Back to the daily grind

It feels good to get back to work and start organizing those things that need tending. There are many things I need to get done before my surgery. I want to get caught up with my psychological report writing and complete my professional development hours between now and surgery date of the 16th of December. I have been blessed that I enjoy what I do for a living. Seeing patients and keeping busy make me happy.

I went for a short bike ride with my daughter this afternoon. It was short and sweet. Felt tired but I was able to do it, praise God. I hope to build myself up over the next few weeks to help my body get stronger again and fight off fatigue and infections. I miss my long runs and bike rides. God willing 2015 will be a year of recovery and new exercise goals. I hope I get a new bike for Christmas too.

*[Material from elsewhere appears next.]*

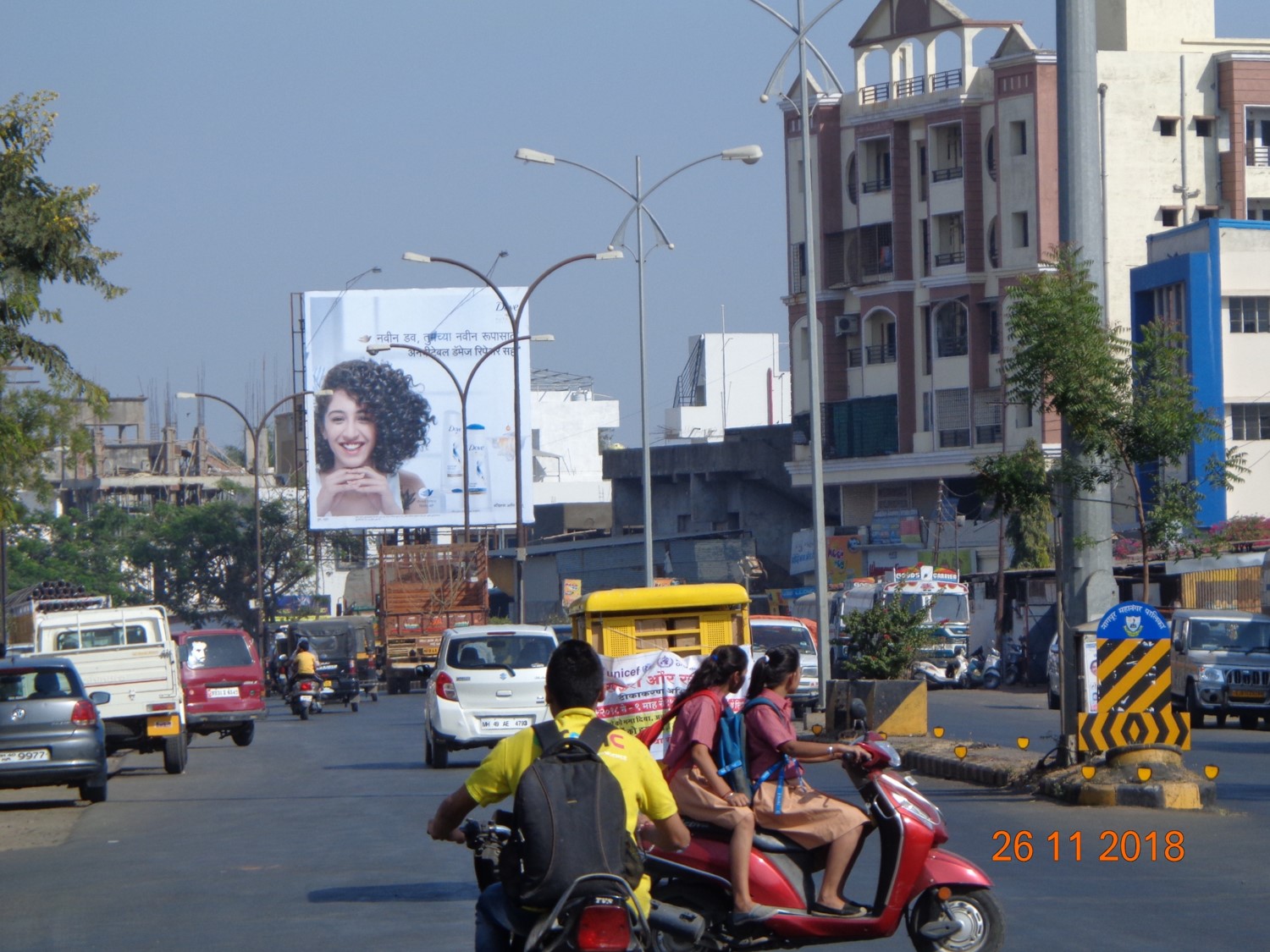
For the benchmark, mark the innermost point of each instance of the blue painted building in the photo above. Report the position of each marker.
(1213, 276)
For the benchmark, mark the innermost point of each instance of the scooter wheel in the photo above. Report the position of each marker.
(970, 921)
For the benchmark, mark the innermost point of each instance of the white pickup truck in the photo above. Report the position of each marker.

Honestly, I really don’t think about my cancer much. I know I have to have surgery to make sure the docs removed all the affected tissue, but it is just going through the motions. I am more scared of infection after the surgery and the weakness I feel. I am praying that I will be able to do my usual holiday exercises after this ordeal. That is, with God’s help and the shot my hematologist promised to give me before surgery to beef up my bone marrow into producing more white cells. I usually go for a 5 mile run as a gift to myself for my birthday on January the first. I hope I can do something, if not 5 miles, some type of exercise post surgery.

To all those that are tired, weak and heavy laden, Jesus is alive and there for you. Just ask and know beyond a shadow of a doubt that you are being heard and tended too. There is no illness, sin, grief or regret bigger than God. God bless.